Pendergast entornó los ojos.

—Mis gustos aquí son irrelevantes. Los detalles, por favor.

—¡Claro, claro! —Wren se frotó las manos, estaba disfrutando del momento—. ¡Uno vive para los detalles! Verás, la madre de Wolfgang Faust era la bisabuela de Helen. El parentesco funciona de la siguiente manera: Leni, la madre de Helen, se casó con András Esterhazy que, casualmente, también era médico. En aquella época, los padres de Helen hacía tiempo que habían muerto. —Titubeó—. Por cierto, ¿sabías que Esterhazy es un apellido húngaro de abolengo? Durante el reinado de los Habsburgo...

—Mejor dejamos los Habsburgo para otro momento.

—Como quieras. La abuela de Helen era Mareike Schmid —Wren levantaba un huesudo dedo para subrayar cada detalle—, nacida Von Fuchs. Wolfgang Faust era el hermano de Mareike. El pariente que compartían era la bisabuela de Helen, Klara von Fuchs. Fíjate en la línea materna de sucesión.

—Sigue —dijo Pendergast.

—En otras palabras —Wren extendió las manos—, el doctor Wolfgang Faust, criminal de guerra médico de las SS en Dachau y fugitivo nazi en Sudamérica era... el tío abuelo de tu mujer.

Pendergast pareció no reaccionar.

—Te he hecho un esquema del árbol genealógico de la familia.

El agente del FBI cogió el papel lleno de diagramas, lo dobló
y
lo guardó en el bolsillo de su chaqueta sin mirarlo siquiera.

—Aloysius...

—¿Sí?

—Esta vez casi habría preferido que mi búsqueda no hubiera dado frutos.

Capítulo 47

Coral Creek, Mississippi

Ned Betterton detuvo el coche en el aparcamiento de YouSave Rent-A-Car, se apeó y caminó a paso vivo, con su mejor sonrisa, hacia el edificio. Durante los últimos días no había dejado de toparse con todo tipo de revelaciones afortunadas. Y una de aquellas revelaciones era esta: Ned Betterton era un periodista de la hostia. Los años que había pasado cubriendo almuerzos del Club Rotario, reuniones de la parroquia, concursos de barbacoas, funerales y desfiles del Cuatro de Julio habían sido un entrenamiento mejor que dos años en la escuela de periodismo de Columbia.
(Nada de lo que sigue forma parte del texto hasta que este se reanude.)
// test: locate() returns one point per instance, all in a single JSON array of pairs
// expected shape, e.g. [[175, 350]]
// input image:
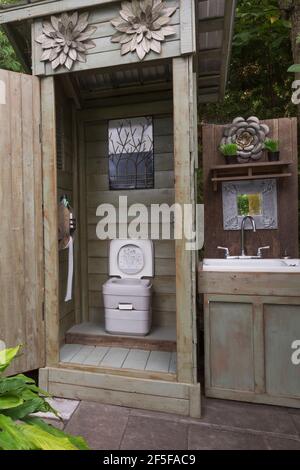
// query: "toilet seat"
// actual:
[[133, 287], [127, 295]]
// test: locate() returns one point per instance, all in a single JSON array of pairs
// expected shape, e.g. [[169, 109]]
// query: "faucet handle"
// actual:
[[226, 250], [261, 249]]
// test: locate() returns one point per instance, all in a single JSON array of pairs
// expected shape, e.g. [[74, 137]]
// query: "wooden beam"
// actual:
[[71, 89], [50, 220], [184, 192], [51, 7], [207, 25], [187, 27]]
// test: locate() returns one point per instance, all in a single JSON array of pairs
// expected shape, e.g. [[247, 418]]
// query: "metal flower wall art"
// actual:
[[249, 135], [143, 26], [66, 39]]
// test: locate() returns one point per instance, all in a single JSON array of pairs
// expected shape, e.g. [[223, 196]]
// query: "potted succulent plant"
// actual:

Increíble. Kranston había protestado como un loco por el tiempo que Betterton estaba dedicando a aquella historia, pero Ned había conseguido acallar, aunque temporalmente, al viejo tomándose unas vacaciones. Eso Kranston no podía impedírselo. Hacía años que ese cabronazo tenía que haber contratado a un segundo periodista. Si ahora tenía que encargarse él mismo de todo el trabajo, era culpa suya.
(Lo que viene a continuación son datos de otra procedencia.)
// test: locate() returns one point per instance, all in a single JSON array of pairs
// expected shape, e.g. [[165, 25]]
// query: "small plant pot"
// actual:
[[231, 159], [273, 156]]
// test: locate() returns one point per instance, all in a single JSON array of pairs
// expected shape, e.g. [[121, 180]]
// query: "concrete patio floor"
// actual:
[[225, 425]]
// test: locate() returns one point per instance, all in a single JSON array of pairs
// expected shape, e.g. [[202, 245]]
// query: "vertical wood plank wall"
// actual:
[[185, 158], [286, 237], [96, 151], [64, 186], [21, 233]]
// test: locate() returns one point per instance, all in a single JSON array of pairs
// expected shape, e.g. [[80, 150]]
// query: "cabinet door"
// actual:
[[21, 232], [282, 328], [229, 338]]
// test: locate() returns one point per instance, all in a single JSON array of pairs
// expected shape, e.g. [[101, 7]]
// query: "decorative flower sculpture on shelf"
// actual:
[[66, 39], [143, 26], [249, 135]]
Cogió el tirador de la puerta de cristal y la abrió. Había llegado el momento de seguir la pista a otra de sus corazonadas y ver si la suerte le seguía acompañando.

Hugh Fourier, detrás de uno de los dos mostradores rojos, acababa de atender a un cliente de última hora. Betterton había compartido habitación con él durante el primer año en la Universidad de Jackson, y ahora Fourier dirigía la única empresa de alquiler de coches que había en un radio de cien kilómetros de Malfourche, otra feliz coincidencia que convenció a Betterton de que estaba en racha.

Aguardó a que Fourier entregara los papeles y las llaves a su cliente y luego se acercó al mostrador.

—¡Ned, tío! —La sonrisa profesional de Fourier se convirtió en una expresión de genuino afecto cuando reconoció a su antiguo compañero de habitación—. ¿Cómo te va?